Thermoplastiques amorphe ou semi-cristallins

Thermoplastiques amorphe ou semi-cristallins?

On divise les thermoplastiques en deux grandes familles : amorphe ou semi cristallin. Cette différence provient de leur structure macromoléculaire. Les thermoplastiques amorphes ont une structure aléatoire, alors que les thermoplastiques semi cristallin auront une structure partiellement ordonnée.

Parmi les thermoplastiques amorphes, nous aurons les matières transparentes, ce sont des matières qui ont aussi un aspect plus esthétique que les semi-cristallin. Elles ont un faible retrait et une meilleure stabilité dimensionnelle, et sont plus faciles à coller.

 Les semis-cristallin, en revanche vont généralement être opaques, malgré quelques exceptions : par exemple parmi les polyamides on peut trouver des grades transparents. Les semi-cristallins vont présenter une meilleure résistance à la fatigue, au frottement, à l'usure, et plus globalement une meilleure résistance chimique de par leurs structures cristallines. Ce sont des matières aussi plus faciles à injecter car plus fluides, moins cassantes au démoulage, mais par contre plus sensibles au respect des températures de moulage pour optimiser la phase cristalline. La pyramide de droite vous présente les principales familles de thermoplastiques ce qui fournit une liste quasi exhaustive de ce que l’on peut trouver sur le marché.


Température de Service

L’importance des facteurs de température :

Regardons maintenant plus en détail l'importance des facteurs de température, et notamment la notion de température de service. C'est le point souvent attendu par les clients : à quelle température pourra-t’on utiliser la matière.

Dans les fiches techniques on trouve généralement la température de fléchissement sous-charge qu'on appelle HDT et la température de ramollissement Vicat. Ces deux données sont présentées sous différentes normes fonction de différentes charges et différentes épaisseurs possibles : donc attention aux valeurs qu’on compare. Ce qui est important à noter c'est que ces deux températures, même si elles sont intéressantes comme données, ne reflètent pas la température de service continu à laquelle on va pouvoir utiliser une matière. En tant que concepteur, ce qui va nous intéresser sera plutôt la température de service continu, donnée qui est rarement présente dans les fiches techniques.

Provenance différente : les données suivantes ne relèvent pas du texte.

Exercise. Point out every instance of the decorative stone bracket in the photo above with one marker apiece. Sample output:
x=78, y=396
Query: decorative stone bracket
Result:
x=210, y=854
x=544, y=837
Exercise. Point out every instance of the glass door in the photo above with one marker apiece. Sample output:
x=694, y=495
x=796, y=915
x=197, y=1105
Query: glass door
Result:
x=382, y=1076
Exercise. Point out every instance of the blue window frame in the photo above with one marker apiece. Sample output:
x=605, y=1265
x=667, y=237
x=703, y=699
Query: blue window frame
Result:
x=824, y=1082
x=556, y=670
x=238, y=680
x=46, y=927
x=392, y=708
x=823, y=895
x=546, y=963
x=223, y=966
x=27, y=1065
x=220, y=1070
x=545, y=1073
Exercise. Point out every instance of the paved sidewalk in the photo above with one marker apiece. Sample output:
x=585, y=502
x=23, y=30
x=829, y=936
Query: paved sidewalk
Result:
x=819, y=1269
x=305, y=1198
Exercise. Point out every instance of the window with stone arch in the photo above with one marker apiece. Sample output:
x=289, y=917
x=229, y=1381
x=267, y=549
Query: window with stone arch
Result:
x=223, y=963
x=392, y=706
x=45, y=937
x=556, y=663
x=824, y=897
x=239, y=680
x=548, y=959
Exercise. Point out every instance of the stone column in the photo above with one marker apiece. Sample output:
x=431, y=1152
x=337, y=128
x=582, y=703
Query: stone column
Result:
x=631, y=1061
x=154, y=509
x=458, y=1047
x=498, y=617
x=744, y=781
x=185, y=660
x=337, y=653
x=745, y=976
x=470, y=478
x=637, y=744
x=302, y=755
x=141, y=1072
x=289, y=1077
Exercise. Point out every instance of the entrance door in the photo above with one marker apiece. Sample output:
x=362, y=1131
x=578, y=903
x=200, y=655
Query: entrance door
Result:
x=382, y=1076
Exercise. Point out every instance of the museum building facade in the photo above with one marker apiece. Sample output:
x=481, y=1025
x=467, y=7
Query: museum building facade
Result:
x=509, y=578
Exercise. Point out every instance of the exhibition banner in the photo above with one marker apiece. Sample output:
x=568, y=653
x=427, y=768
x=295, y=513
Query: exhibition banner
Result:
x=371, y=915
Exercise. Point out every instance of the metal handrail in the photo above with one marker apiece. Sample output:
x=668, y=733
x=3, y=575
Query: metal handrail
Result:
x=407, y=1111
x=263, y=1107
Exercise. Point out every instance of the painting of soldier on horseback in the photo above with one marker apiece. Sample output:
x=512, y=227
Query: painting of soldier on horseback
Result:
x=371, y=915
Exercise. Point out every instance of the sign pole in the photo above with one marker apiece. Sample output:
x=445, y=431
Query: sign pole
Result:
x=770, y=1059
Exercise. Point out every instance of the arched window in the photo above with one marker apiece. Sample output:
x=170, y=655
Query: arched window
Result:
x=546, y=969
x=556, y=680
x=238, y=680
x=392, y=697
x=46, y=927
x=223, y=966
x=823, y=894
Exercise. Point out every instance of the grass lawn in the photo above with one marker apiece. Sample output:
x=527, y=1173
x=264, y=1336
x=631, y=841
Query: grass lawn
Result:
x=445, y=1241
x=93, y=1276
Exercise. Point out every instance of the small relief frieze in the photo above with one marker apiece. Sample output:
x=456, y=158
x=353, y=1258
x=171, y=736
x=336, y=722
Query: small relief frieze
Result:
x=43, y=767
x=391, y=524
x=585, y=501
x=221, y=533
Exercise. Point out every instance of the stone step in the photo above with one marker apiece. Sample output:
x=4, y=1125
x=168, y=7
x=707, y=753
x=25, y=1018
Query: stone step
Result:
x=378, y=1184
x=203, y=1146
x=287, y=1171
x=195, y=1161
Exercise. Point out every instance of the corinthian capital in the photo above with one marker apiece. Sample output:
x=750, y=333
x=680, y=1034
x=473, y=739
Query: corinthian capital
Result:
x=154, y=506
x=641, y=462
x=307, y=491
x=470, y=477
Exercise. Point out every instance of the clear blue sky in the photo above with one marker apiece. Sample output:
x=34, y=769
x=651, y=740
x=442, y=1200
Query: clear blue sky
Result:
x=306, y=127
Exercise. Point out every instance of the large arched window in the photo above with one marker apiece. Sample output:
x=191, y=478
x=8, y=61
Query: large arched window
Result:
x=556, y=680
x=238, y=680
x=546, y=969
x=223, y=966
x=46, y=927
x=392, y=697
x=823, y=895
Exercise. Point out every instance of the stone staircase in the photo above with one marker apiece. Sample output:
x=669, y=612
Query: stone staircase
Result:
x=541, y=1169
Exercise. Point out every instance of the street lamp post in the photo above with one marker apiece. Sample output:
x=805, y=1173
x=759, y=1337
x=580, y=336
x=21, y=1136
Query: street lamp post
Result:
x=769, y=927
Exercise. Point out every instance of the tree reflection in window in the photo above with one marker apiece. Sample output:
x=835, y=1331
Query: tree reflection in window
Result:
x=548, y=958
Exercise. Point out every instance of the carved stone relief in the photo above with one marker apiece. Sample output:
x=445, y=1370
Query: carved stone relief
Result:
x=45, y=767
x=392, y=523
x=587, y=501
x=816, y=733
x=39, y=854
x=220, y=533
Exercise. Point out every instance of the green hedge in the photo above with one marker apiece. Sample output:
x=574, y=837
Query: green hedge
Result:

Quelle donnée de température utiliser ? Intérêt de la RTI : Relative Temperature Index

Une donnée pouvant être considérée comme plus représentative est ce qu'on appelle la RTI (Relative Température Index ) qui est une donnée selon une norme UL. Cette donnée figure rarement sur les fiches techniques : pour la trouver, il faut se procurer ce qu'on appelle la Yellowcard sur la base UL ou auprès du fournisseur matière. La RTI nous donne la température à laquelle une matière peut, après un vieillissement relatif de 100 mille heures, conserver 50 % de ses caractéristiques initiales. On va avoir trois RTI :

  •  une RTI électrique
  •  une RTI à l'impact
  •  une RTI de rigidité
Valeurs indicatives basées sur les RTI

Ces trois valeurs sont données en fonction de différentes épaisseurs d'échantillons. La plus commune étant 1,5 mm d'épaisseur. C'est la RTI à l'impact qui sera généralement la plus basse : de l'ordre de 5 à 10 degrés inférieures aux deux autres.

 Notons qu'on peut également trouver parfois ce qu'on appelle la « Temperature index » selon différentes normes, mais ces valeurs, en fonction de leur norme, ne représentent que 20 000 heures de vieillissement ou 5 000 heures de vieillissement.

Il ne faut donc pas comparer les RTI  « Relative Temperature Index » aux  « Temperature index » car  100 mille heures représentent plus de 11 ans de fonctionnement alors que 20000 heures seulement un peu plus de deux ans et 5000 heures un peu plus de six mois).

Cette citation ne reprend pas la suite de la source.